In a Group for Research on Adult Acute Lymphoblastic Leukemia (GRAALL) study, it was found that patients with T-ALL who had higher MRD levels (≥10⁻⁴), harbored N/K-RAS mutations and/or PTEN gene alterations, and lacked the NOTCH1/FBXW7 mutation were at a higher risk of relapse; 59% of the patients with T-ALL were represented in this high-risk subgroup.¹

Given the uncertainty of the distinct clinical and prognostic relevance of immature T-ALL subsets and the lack of information surrounding their classification, they have been deemed as high-risk subgroups in both adults and children.³ The ETP-ALL subgroup was once defined as a high-risk subgroup with poor prognostic outcomes; however, recent studies have shown that this is not always the case.¹

Patients with the T-ALL related translocation t(8;14) with breakpoints at q24;q11, often present with aggressive and lymphomatous manifestations.²

Relapse-specific mutations in T-ALL

Although intensive chemotherapy treatments have been essential for increasing survival rates in children with T-ALL (up to 93%), adult survival rates are still very low (<50%). Across all ages there remains a poor prognosis for T-ALL patients with primary-resistant or relapsed leukemia, primarily because of the disease's progression and the dearth of effective treatments. Ongoing research to better understand relapse mechanisms and find potential new treatment targets using multi-omics techniques has helped to identify private and shared variants in matched-diagnosis, germline, or remission and relapse DNA samples.⁴

In a large cohort (N = 175) of patients with both B-cell precursor (BCP)-ALL (n = 129) and T-ALL (n = 46), the most prominent relapse-specific genetic lesions linked to chemotherapy resistance in ALL were mutations in NT5C2 (12%). Additionally, SETD2 (2.3%), NR3C1 (1%), WHSC129 (4.6%), WT1 (6.2%), and CREBBP9 (9.7%) gene mutations were more common in relapsed samples. TP53 was found to be diagnosed more frequently in adults than in pediatric patients. In a similar study examining 103 pediatric ALL triplets (87 with BCP and 16 with T-cell ALL), relapse-specific somatic alterations were found to be enriched in 12 genes (NR3C1, NR3C2, TP53, NT5C2, FPGS, CREBBP, MSH2, MSH6, PMS2, WHSC1, PRPS1, and PRPS2) that were all involved in the drug response.⁴

Conclusion

There is currently no consensus approach for the diagnosis and management of T-ALL. Although immunophenotyping is presently part of the immediate diagnostic approach for T-ALL, genetic-based assessments at a later stage can facilitate a better diagnosis of the T-ALL molecular landscape and aid in risk stratification. For example, implementation of routine screening to identify high-risk patients with a T-ALL-specific gene expression profile could have a clinical benefit.
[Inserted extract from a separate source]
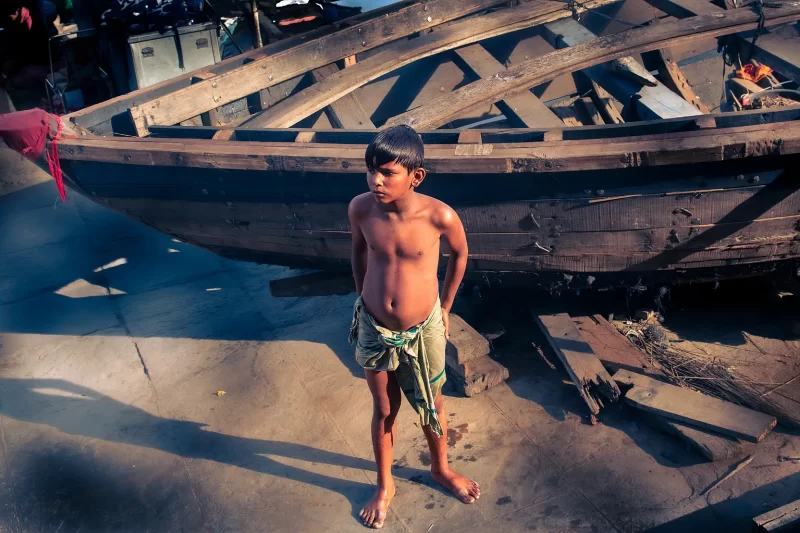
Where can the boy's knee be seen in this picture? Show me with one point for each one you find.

Additionally, relapse in T-ALL should be managed by appropriate genomic testing to increase survival.

There are challenges in the characterization of rarer subtypes of T-ALL such as immature T-ALL that still need to be elucidated. Further research into the genomic characterization of T-ALL will improve diagnostic approaches, aid in relapse management, and optimize therapies for patients in the clinical setting.